The social impacts of the Covid-19 pandemic have been some of the most contentious effects felt.

With the Work and Pensions Committee currently also consulting on how effective pension freedoms were at widening the industry's reach to all savers in the first five years - opportunities to embrace D&I in all corners of the industry are ripe.

Alongside TPR chief executive Charles Counsell, Smart keeps abreast of the developments other regulators are making in the D&I space through TPR's involvement in the UK Regulators Network.

While there is no formal collaboration on D&I with other regulators, Smart says she looks at how other regulators face the issue that present themselves, and tries to onboard that learning at TPR.

Recruitment and supervision are key areas where Smart believes that a difference can be made.

"I think within our regulated area, we are getting better at gender diversity. Financial services and pensions within it has fallen into the trap of looking ‘male, pale, and stale' perhaps, but gender diversity is improving," she observes. "Age diversity has further to go and is really important, and ethnic diversity is barely out of the blocks."

Who TPR thinks is fit and proper to run schemes, master trusts and superfunds is where Smart is hoping to change the mould.

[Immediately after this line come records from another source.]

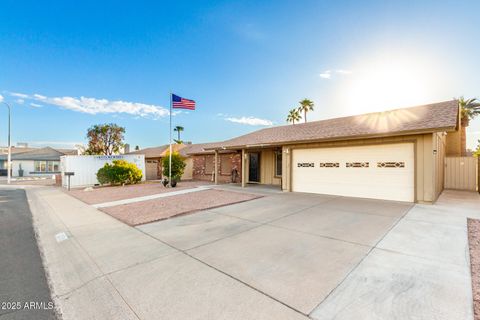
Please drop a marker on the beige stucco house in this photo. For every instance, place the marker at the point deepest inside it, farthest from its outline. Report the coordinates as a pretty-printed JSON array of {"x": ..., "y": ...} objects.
[{"x": 393, "y": 155}]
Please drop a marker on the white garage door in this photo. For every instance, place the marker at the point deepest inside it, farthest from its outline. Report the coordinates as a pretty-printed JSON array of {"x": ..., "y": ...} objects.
[
  {"x": 151, "y": 168},
  {"x": 378, "y": 172}
]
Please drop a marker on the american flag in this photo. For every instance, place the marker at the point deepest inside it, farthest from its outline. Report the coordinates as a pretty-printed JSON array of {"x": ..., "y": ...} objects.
[{"x": 182, "y": 103}]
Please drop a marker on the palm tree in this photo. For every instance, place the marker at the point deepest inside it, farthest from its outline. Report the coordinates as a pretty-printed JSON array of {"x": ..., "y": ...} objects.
[
  {"x": 306, "y": 106},
  {"x": 294, "y": 115},
  {"x": 178, "y": 129},
  {"x": 470, "y": 109}
]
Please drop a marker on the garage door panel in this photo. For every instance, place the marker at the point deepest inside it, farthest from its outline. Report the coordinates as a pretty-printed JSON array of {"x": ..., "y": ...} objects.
[{"x": 390, "y": 183}]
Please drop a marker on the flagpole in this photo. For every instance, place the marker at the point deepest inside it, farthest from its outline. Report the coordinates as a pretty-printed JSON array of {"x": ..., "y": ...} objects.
[{"x": 170, "y": 153}]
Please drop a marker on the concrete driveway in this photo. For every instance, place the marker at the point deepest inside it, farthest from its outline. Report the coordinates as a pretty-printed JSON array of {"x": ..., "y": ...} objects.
[
  {"x": 294, "y": 248},
  {"x": 283, "y": 256}
]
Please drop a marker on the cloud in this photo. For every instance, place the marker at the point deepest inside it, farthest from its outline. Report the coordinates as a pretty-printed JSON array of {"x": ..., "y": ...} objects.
[
  {"x": 342, "y": 71},
  {"x": 56, "y": 144},
  {"x": 250, "y": 31},
  {"x": 99, "y": 106},
  {"x": 19, "y": 95},
  {"x": 250, "y": 121},
  {"x": 326, "y": 74}
]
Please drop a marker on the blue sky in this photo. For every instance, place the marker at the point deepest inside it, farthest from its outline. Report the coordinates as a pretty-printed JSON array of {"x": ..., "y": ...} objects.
[{"x": 66, "y": 65}]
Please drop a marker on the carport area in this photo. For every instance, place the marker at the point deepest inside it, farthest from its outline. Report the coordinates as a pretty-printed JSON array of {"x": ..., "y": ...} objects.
[{"x": 289, "y": 256}]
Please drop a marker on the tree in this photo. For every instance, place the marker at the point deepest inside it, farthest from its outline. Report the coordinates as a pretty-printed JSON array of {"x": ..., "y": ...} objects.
[
  {"x": 105, "y": 139},
  {"x": 306, "y": 106},
  {"x": 476, "y": 153},
  {"x": 178, "y": 166},
  {"x": 294, "y": 115},
  {"x": 470, "y": 109},
  {"x": 178, "y": 129}
]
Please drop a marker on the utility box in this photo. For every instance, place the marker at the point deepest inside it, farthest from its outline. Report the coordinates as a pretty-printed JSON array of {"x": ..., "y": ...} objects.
[{"x": 86, "y": 167}]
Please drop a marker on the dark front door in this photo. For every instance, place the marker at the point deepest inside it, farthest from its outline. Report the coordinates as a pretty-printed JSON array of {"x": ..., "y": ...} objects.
[{"x": 254, "y": 167}]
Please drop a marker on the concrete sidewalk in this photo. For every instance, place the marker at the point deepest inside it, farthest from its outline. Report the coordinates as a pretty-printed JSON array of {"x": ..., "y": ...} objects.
[{"x": 284, "y": 256}]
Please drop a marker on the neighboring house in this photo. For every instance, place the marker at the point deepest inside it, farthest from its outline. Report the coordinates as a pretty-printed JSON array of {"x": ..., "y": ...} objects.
[
  {"x": 34, "y": 161},
  {"x": 392, "y": 155},
  {"x": 153, "y": 160}
]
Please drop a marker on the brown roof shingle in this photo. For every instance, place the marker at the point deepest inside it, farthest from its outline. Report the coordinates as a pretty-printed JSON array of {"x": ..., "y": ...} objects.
[{"x": 426, "y": 118}]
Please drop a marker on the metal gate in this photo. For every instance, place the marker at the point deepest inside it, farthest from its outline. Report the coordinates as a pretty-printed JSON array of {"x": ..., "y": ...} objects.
[{"x": 461, "y": 173}]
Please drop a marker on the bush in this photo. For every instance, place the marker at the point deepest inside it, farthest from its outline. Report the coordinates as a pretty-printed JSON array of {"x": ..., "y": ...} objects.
[
  {"x": 178, "y": 166},
  {"x": 120, "y": 172}
]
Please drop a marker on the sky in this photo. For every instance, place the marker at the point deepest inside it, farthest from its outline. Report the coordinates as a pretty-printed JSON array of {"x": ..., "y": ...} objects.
[{"x": 67, "y": 65}]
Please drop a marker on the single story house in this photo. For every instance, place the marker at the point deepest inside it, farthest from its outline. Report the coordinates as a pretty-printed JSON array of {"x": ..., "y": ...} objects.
[
  {"x": 201, "y": 163},
  {"x": 34, "y": 161},
  {"x": 392, "y": 155}
]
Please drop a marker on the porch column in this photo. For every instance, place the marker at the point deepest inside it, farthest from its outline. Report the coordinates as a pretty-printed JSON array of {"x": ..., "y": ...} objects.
[
  {"x": 243, "y": 162},
  {"x": 216, "y": 167}
]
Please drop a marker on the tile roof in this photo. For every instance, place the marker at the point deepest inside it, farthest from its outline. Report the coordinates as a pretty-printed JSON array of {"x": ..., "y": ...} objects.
[{"x": 442, "y": 116}]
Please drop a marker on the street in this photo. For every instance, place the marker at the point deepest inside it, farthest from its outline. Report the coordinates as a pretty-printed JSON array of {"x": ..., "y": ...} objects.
[{"x": 24, "y": 292}]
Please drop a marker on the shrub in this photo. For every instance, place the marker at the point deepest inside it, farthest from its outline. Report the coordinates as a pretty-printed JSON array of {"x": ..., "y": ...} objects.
[
  {"x": 120, "y": 172},
  {"x": 178, "y": 166}
]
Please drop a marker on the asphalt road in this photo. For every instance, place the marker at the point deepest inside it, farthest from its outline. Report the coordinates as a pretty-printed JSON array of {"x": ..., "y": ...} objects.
[{"x": 24, "y": 293}]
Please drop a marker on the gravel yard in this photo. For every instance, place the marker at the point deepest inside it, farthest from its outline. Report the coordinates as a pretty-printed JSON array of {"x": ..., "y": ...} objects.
[
  {"x": 474, "y": 243},
  {"x": 148, "y": 211},
  {"x": 107, "y": 194}
]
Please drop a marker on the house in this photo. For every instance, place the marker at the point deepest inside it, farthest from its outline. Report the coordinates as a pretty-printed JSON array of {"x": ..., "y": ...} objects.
[
  {"x": 392, "y": 155},
  {"x": 201, "y": 163},
  {"x": 34, "y": 161}
]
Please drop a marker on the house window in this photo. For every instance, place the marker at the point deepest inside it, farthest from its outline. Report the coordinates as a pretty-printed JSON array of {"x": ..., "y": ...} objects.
[
  {"x": 47, "y": 166},
  {"x": 225, "y": 165},
  {"x": 208, "y": 164},
  {"x": 278, "y": 164}
]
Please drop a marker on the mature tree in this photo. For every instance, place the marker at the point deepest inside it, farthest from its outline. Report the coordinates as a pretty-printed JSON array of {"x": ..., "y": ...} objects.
[
  {"x": 294, "y": 115},
  {"x": 106, "y": 139},
  {"x": 306, "y": 106},
  {"x": 178, "y": 129},
  {"x": 470, "y": 109}
]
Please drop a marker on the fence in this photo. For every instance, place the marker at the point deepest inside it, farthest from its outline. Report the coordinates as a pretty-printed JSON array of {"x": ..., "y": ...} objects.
[{"x": 461, "y": 173}]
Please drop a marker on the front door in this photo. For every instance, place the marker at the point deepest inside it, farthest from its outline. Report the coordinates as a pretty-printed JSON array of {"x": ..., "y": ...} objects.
[{"x": 254, "y": 167}]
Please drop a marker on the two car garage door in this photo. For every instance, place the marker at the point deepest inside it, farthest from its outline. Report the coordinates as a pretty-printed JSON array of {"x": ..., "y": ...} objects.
[{"x": 377, "y": 172}]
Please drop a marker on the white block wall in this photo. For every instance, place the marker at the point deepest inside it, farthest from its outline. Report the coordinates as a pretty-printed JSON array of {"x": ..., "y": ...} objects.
[{"x": 86, "y": 167}]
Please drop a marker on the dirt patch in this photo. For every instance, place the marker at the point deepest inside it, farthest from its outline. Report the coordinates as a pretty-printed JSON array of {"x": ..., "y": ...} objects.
[
  {"x": 107, "y": 194},
  {"x": 152, "y": 210},
  {"x": 474, "y": 243}
]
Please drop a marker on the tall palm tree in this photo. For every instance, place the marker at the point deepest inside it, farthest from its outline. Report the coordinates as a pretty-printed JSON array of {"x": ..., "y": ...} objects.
[
  {"x": 306, "y": 106},
  {"x": 178, "y": 129},
  {"x": 470, "y": 109},
  {"x": 293, "y": 115}
]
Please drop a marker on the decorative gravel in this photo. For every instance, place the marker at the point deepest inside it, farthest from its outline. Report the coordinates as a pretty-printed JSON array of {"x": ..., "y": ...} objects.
[
  {"x": 474, "y": 243},
  {"x": 152, "y": 210},
  {"x": 107, "y": 194}
]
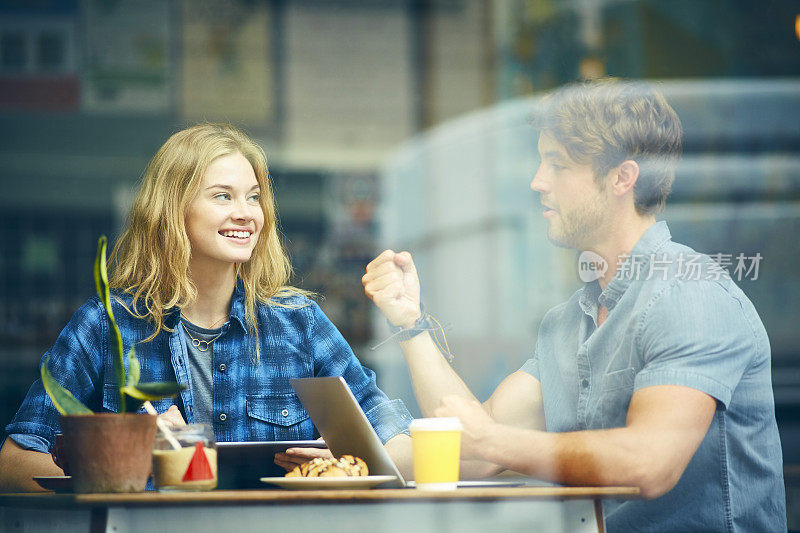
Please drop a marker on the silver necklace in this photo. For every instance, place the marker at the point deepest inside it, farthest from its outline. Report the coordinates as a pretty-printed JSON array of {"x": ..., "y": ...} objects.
[{"x": 198, "y": 343}]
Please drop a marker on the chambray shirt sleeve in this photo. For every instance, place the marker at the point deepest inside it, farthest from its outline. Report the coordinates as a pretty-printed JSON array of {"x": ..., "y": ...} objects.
[
  {"x": 75, "y": 362},
  {"x": 531, "y": 366},
  {"x": 696, "y": 335},
  {"x": 333, "y": 357}
]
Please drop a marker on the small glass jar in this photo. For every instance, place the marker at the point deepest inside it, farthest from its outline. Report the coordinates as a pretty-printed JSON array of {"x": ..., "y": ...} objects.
[{"x": 185, "y": 460}]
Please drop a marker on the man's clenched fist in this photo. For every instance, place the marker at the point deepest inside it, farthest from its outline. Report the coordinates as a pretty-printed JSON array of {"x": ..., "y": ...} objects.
[{"x": 391, "y": 282}]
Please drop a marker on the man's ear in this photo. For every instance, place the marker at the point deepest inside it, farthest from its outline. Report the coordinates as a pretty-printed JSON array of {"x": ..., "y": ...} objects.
[{"x": 625, "y": 176}]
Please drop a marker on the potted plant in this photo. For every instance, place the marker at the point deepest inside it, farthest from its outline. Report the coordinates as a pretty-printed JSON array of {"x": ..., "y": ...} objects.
[{"x": 109, "y": 452}]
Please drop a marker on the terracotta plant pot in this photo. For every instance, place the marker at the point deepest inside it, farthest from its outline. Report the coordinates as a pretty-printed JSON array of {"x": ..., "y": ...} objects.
[{"x": 109, "y": 452}]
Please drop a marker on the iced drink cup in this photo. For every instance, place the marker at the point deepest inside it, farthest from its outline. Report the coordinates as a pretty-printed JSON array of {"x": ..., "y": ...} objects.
[
  {"x": 436, "y": 448},
  {"x": 192, "y": 465}
]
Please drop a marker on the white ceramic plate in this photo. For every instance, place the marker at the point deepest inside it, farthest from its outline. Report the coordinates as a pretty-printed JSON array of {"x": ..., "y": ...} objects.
[
  {"x": 55, "y": 483},
  {"x": 317, "y": 483}
]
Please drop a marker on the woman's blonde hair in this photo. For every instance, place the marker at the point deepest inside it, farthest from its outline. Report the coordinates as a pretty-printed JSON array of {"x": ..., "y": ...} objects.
[{"x": 150, "y": 260}]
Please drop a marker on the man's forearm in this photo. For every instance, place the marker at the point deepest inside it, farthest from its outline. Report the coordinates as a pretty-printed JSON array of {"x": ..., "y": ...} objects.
[
  {"x": 588, "y": 458},
  {"x": 431, "y": 374}
]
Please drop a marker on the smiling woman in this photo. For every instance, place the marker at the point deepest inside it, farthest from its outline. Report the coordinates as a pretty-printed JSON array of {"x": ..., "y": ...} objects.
[{"x": 200, "y": 286}]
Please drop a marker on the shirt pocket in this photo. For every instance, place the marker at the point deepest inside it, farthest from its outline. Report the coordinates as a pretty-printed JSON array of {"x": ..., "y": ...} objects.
[
  {"x": 277, "y": 417},
  {"x": 111, "y": 400},
  {"x": 615, "y": 397}
]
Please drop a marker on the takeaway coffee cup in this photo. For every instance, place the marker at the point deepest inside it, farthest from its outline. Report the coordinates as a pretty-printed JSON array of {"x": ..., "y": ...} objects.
[{"x": 436, "y": 448}]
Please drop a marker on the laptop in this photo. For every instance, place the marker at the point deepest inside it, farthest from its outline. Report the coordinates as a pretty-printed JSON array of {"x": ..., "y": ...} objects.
[
  {"x": 241, "y": 465},
  {"x": 342, "y": 423}
]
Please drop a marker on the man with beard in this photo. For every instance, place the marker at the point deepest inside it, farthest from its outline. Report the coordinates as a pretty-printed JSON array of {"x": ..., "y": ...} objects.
[{"x": 655, "y": 375}]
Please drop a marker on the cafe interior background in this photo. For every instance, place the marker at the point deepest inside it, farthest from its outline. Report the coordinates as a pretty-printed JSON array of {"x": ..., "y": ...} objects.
[{"x": 397, "y": 124}]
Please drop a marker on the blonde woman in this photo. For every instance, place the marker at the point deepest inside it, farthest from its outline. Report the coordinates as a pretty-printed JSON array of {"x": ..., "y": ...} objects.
[{"x": 201, "y": 289}]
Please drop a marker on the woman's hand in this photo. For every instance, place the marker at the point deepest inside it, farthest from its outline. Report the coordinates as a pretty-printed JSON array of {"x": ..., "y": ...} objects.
[{"x": 293, "y": 457}]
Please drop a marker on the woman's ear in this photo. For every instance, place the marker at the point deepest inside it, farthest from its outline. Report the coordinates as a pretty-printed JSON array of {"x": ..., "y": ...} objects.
[{"x": 625, "y": 176}]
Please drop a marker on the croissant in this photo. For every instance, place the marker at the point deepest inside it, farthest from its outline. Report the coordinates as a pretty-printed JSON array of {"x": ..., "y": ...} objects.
[{"x": 345, "y": 466}]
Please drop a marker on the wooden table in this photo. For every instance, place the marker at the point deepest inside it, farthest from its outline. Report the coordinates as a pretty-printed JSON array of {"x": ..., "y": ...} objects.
[{"x": 465, "y": 510}]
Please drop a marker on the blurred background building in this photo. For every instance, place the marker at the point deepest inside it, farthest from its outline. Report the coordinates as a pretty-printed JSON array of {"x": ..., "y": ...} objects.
[{"x": 394, "y": 123}]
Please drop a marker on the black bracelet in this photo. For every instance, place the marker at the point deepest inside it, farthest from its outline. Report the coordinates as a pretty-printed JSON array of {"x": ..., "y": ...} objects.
[{"x": 403, "y": 334}]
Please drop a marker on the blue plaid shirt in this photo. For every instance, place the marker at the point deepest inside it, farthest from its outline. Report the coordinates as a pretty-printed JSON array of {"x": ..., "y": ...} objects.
[{"x": 252, "y": 402}]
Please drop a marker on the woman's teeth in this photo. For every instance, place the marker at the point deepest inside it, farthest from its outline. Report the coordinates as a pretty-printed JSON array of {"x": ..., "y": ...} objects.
[{"x": 237, "y": 234}]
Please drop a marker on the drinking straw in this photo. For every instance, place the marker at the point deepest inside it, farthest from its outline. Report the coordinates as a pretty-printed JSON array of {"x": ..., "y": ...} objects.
[{"x": 162, "y": 426}]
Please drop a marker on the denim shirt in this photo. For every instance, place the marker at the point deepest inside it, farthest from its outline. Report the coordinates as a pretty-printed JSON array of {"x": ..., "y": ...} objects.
[
  {"x": 669, "y": 325},
  {"x": 251, "y": 401}
]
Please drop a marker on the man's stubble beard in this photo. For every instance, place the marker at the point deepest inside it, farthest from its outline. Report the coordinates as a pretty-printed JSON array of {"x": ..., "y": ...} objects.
[{"x": 581, "y": 227}]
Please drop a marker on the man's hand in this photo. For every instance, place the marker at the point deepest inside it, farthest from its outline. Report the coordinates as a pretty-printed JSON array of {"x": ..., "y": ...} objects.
[
  {"x": 172, "y": 417},
  {"x": 391, "y": 282},
  {"x": 293, "y": 457},
  {"x": 476, "y": 423}
]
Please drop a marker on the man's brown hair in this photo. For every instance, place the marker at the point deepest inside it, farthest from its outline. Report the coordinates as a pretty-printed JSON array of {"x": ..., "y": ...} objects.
[{"x": 605, "y": 122}]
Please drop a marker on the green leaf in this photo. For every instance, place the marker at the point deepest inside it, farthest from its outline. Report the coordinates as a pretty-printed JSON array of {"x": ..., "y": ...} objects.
[
  {"x": 115, "y": 339},
  {"x": 137, "y": 395},
  {"x": 64, "y": 401},
  {"x": 134, "y": 369}
]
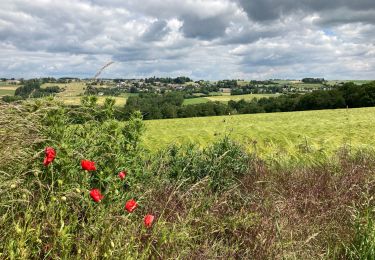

"We don't fall into the trap of saying someone has to have 30 years' experience in the pensions industry to fit our ideal," she says. "If we do that, we will be regulating in a way that works against diversity rather that promotes it."

Thinking about how those authorised can have the right skills and capabilities without necessarily fitting a certain model is where Smart sees other regulators struggling.

She explains: "It's not about necessarily what someone looks like but about diversity of thought and how people think. The absolute goal and aim we're all trying to get to is diversity of thought, and making sure that we bring that, and it helps us to make good decisions. 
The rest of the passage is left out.